Audiência pública analisa impactos de lei federal e cria comissão para avaliar aplicação no município
Uma audiência pública realizada na Câmara Municipal de Viçosa, na noite de quinta-feira (2), discutiu a possibilidade de enquadramento dos auxiliares de sala da educação infantil na carreira do magistério. O debate reuniu representantes do Legislativo, do Executivo, do Sindicato Único dos Trabalhadores em Educação de Minas Gerais (Sind-UTE/MG) e profissionais da categoria.
A discussão teve como base a Lei Federal nº 15.326/2026, sancionada em janeiro, que altera a Lei de Diretrizes e Bases da Educação (LDB) e a Lei do Piso Salarial do Magistério. A norma prevê a integração de profissionais da educação infantil à carreira docente, independentemente da nomenclatura do cargo, desde que atendidos critérios específicos.
Segundo o vereador Professor Idelmino, autor do requerimento da audiência, o enquadramento exige o exercício de função docente, formação mínima na área e ingresso por concurso público. Ele destacou que a aplicação da lei depende de regulamentação municipal.
Durante o encontro, o diretor do Sind-UTE/MG em Viçosa, Paulo Gustavo Grossi da Silva, defendeu a regulamentação da lei no município e mencionou a necessidade de adequação da legislação local. Ele afirmou que a entidade buscará o enquadramento dos auxiliares na tabela do piso nacional do magistério.
A secretária municipal de Educação e Esportes, Renata Silva Cruz, afirmou que a administração está aberta ao diálogo e que a audiência marca o início da análise sobre os impactos da lei. Ela destacou que o enquadramento depende do exercício efetivo da docência, que inclui atividades como planejamento pedagógico, avaliação da aprendizagem e acompanhamento do desenvolvimento das crianças.
O procurador jurídico da Secretaria, Willer Máfia Gomide, apresentou o entendimento de que a legislação federal busca corrigir situações em que auxiliares exercem funções docentes, o que, segundo ele, não corresponde ao modelo adotado em Viçosa. Ele afirmou que a legislação municipal diferencia funções de docência e de apoio, e que o enquadramento automático pode enfrentar restrições legais.

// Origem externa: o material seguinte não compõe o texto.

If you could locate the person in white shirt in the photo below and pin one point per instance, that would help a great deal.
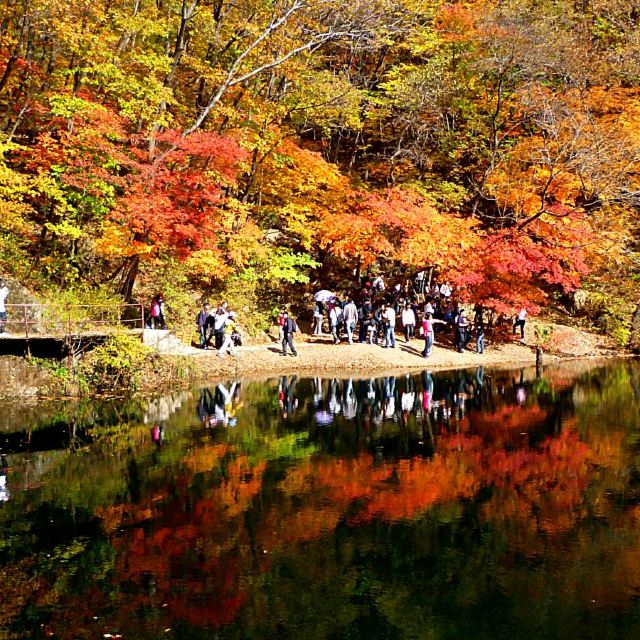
(378, 284)
(408, 322)
(420, 281)
(445, 290)
(4, 292)
(519, 321)
(350, 316)
(389, 319)
(335, 318)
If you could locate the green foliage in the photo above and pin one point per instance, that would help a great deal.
(116, 365)
(611, 315)
(286, 266)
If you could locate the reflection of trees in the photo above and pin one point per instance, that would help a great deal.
(499, 516)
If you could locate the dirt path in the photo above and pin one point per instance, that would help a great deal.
(325, 357)
(320, 355)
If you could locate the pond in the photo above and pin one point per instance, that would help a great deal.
(467, 504)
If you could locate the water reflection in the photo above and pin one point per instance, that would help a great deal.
(468, 504)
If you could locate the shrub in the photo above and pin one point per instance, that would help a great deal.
(116, 364)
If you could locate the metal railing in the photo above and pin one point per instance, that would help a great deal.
(66, 320)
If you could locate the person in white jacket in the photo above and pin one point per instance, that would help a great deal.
(4, 293)
(408, 318)
(350, 317)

Em contraponto, o advogado Karl Henzel de Almeida Macedo, representante do Sind-UTE, afirmou que a lei permite o enquadramento desde que os critérios sejam atendidos. Ele argumentou que a norma amplia o conceito de função docente ao considerar as atividades desempenhadas diretamente com as crianças.
Representando a categoria, Sandra Aparecida Viana afirmou que os auxiliares buscam o cumprimento da legislação federal e o reconhecimento das atividades exercidas nas escolas. Ela destacou que a atuação inclui tarefas ligadas ao processo educativo.
Durante a audiência, a vereadora Jamille Gomes questionou a distinção entre docência e apoio à docência e solicitou informações sobre possíveis medidas para valorização da categoria.
Ao final, foi definida a criação de uma comissão com representantes do Executivo, do Legislativo, do sindicato e da categoria. O grupo terá prazo de até 60 dias para apresentar um estudo sobre a viabilidade jurídica do enquadramento e propor alternativas de valorização.
Entre os pontos a serem analisados estão o impacto financeiro e a possibilidade de vinculação salarial ao piso nacional do magistério. A administração municipal informou que eventuais decisões devem considerar os limites legais e orçamentários.
A audiência foi transmitida ao vivo e está disponível no canal da Câmara Municipal na internet.